La administración Trump ha desmantelado el sistema de asilo de nuestra nación por mandato ejecutivo, y lo hizo basándose en una mentira.

Bajo la dirección de Stephen Miller, del Departamento de Seguridad Interna (DHS) ha montado una campaña cruel e implacable para disuadir a los solicitantes de asilo y lo ha hecho dando vueltas en lugar de hacerlo a través del Congreso. Todo el proyecto se basa en el reclamo de atrapar y liberar: la afirmación de que permitir que los solicitantes de asilo entren a Estados Unidos para que puedan estar con la familia, preparar sus solicitudes de asilo correctamente, y presentarse en sus audiencias judiciales, significa que no se presenten a las audiencias.

En nombre de atrapar y soltar, esta Administración ha separado a las familias en lo que equivale al secuestro de niños; detención ampliada en condiciones miserables y en cárceles privadas con fines de lucro a niveles sin precedentes; maltrataron tanto a niños y adultos bajo su custodia que 27 personas murieron bajo su custodia; presionó a los jueces para que negaran el asilo imponiendo cuotas, insertando supervisores de línea dura y restringiendo los criterios de elegibilidad; obligó a decenas de miles de solicitantes de asilo a esperar en ciudades peligrosas del norte de México durante meses, donde muchos están sujetos a violación, robo y secuestro; y comenzaron a enviar solicitantes de asilo a países como Guatemala y Honduras que generan refugiados y no tienen un sistema de asilo que funcione.

Nuevos datos de TRAC revelan que todo el esfuerzo para desmantelar el asilo se basa en mentiras y engaños. El Transactional Records Access Clearinghouse (TRAC) dio a conocer un nuevo reporte, basado en los propios datos del gobierno, el cual demuestra que 99 de los solicitantes de asilo que fueron liberados en Estados Unidos para seguir sus casos, asistieron a todas sus audiencias en los tribunales de inmigración.

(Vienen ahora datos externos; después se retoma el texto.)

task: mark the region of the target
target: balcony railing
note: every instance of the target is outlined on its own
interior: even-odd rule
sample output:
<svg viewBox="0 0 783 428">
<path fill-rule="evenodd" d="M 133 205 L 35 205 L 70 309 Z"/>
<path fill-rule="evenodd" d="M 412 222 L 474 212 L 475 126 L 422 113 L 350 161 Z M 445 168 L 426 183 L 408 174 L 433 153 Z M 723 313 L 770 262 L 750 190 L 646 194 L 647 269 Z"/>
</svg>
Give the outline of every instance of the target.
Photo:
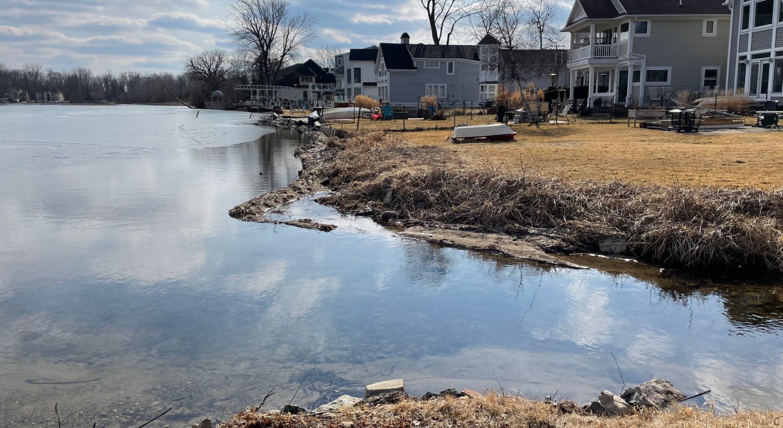
<svg viewBox="0 0 783 428">
<path fill-rule="evenodd" d="M 612 59 L 617 58 L 617 45 L 593 45 L 571 49 L 569 62 L 576 62 L 591 58 Z"/>
</svg>

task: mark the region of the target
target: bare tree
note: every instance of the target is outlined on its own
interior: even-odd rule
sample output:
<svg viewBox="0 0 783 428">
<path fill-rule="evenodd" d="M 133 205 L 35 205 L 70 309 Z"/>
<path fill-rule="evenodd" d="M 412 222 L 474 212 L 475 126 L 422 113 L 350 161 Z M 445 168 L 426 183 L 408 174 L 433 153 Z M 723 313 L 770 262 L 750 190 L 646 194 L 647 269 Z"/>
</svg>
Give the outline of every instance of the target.
<svg viewBox="0 0 783 428">
<path fill-rule="evenodd" d="M 446 37 L 446 45 L 451 41 L 457 25 L 482 11 L 483 2 L 471 0 L 419 0 L 427 11 L 427 20 L 432 34 L 432 43 L 440 45 Z M 443 33 L 446 33 L 444 34 Z"/>
<path fill-rule="evenodd" d="M 313 52 L 313 59 L 323 68 L 334 67 L 334 57 L 345 52 L 340 46 L 321 46 Z"/>
<path fill-rule="evenodd" d="M 189 55 L 185 59 L 185 76 L 200 82 L 208 92 L 219 91 L 228 80 L 229 61 L 229 55 L 220 49 Z"/>
<path fill-rule="evenodd" d="M 262 84 L 274 84 L 280 69 L 316 37 L 316 20 L 307 11 L 294 13 L 287 0 L 229 0 L 229 33 Z"/>
<path fill-rule="evenodd" d="M 525 0 L 525 9 L 530 32 L 531 45 L 539 49 L 551 47 L 562 40 L 556 26 L 556 0 Z"/>
</svg>

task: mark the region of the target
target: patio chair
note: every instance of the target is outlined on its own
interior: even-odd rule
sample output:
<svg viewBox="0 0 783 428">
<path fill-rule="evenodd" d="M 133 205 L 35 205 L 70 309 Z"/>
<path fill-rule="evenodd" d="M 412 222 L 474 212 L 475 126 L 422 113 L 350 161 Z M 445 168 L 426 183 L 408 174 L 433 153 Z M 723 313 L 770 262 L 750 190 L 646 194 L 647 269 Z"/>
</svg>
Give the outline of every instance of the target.
<svg viewBox="0 0 783 428">
<path fill-rule="evenodd" d="M 392 106 L 387 104 L 384 105 L 384 120 L 391 120 L 394 119 L 394 112 L 392 111 Z"/>
</svg>

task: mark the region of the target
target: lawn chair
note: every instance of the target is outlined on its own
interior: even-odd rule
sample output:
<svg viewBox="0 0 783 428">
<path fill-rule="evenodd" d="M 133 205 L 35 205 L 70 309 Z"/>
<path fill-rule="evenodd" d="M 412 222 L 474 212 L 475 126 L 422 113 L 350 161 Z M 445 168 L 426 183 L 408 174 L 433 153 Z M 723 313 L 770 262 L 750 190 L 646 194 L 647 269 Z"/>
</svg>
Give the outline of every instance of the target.
<svg viewBox="0 0 783 428">
<path fill-rule="evenodd" d="M 392 111 L 392 106 L 387 104 L 384 105 L 384 120 L 391 120 L 394 119 L 394 112 Z"/>
</svg>

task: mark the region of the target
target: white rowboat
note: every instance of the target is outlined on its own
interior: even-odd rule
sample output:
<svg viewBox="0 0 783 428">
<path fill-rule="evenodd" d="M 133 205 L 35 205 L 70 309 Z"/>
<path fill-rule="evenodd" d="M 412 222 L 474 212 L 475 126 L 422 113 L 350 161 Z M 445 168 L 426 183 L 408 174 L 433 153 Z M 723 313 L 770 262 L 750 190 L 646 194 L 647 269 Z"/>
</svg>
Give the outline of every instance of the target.
<svg viewBox="0 0 783 428">
<path fill-rule="evenodd" d="M 357 116 L 370 113 L 368 109 L 361 107 L 334 107 L 321 111 L 321 117 L 327 120 L 335 119 L 355 119 Z"/>
<path fill-rule="evenodd" d="M 454 128 L 454 139 L 486 138 L 493 141 L 513 140 L 517 133 L 503 123 L 493 125 L 472 125 Z"/>
</svg>

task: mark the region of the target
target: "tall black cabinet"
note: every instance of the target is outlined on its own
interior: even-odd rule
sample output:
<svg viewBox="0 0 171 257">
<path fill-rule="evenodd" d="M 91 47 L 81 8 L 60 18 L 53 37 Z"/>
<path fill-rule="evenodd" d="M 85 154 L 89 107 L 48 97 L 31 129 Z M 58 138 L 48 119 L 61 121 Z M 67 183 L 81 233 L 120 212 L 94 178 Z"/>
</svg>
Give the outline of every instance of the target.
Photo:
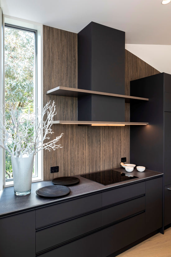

No necesitamos desmantelar el asilo, mantener detenidas a las personas vulnerables y subvertir el debido proceso. No necesitamos mantener a las personas en condiciones que amenazan su vida, ya sea en centros de detención en Estados Unidos, en condiciones infrahumanas en el norte de México o en países peligrosos que no pueden proteger a sus propios ciudadanos.

Necesitamos respetar nuestra ley que considera el asilo como un derecho legal. Necesitamos asegurar un proceso justo y eficiente, completo con apoyo familiar, asistencia legal y sistemas de gestión de casos. Necesitamos trabajar con nuestros vecinos en lugar de intimidarlos para diseñar una estrategia regional para un refugio seguro y oportunidades de reasentamiento. Y tenemos que invertir en los países de origen para mitigar, con el tiempo, la violencia y el colapso social que estimula la emigración.

Para muchos, el asilo es una cuestión de vida o muerte. Establecido desde hace mucho tiempo como un principio en el derecho internacional y de Estados Unidos, solicitar asilo y tener un juicio justo es un derecho legal. Según las normas internacionales por las que Estados Unidos luchó, bajo el principio de no devolución (sin retorno), los que huyen del peligro nunca deben ser devueltos a condiciones que pongan en riesgo sus vidas.

Como nación, solíamos señalar la Estatua de la Libertad como un orgulloso símbolo de nuestra tradición de bienvenida. Ahora debemos confrontar el hecho de que, bajo esta administración, somos una nación que excluye a los refugiados y rechaza a los solicitantes de asilo con una crueldad sin precedentes. La madre de los exiliados llora.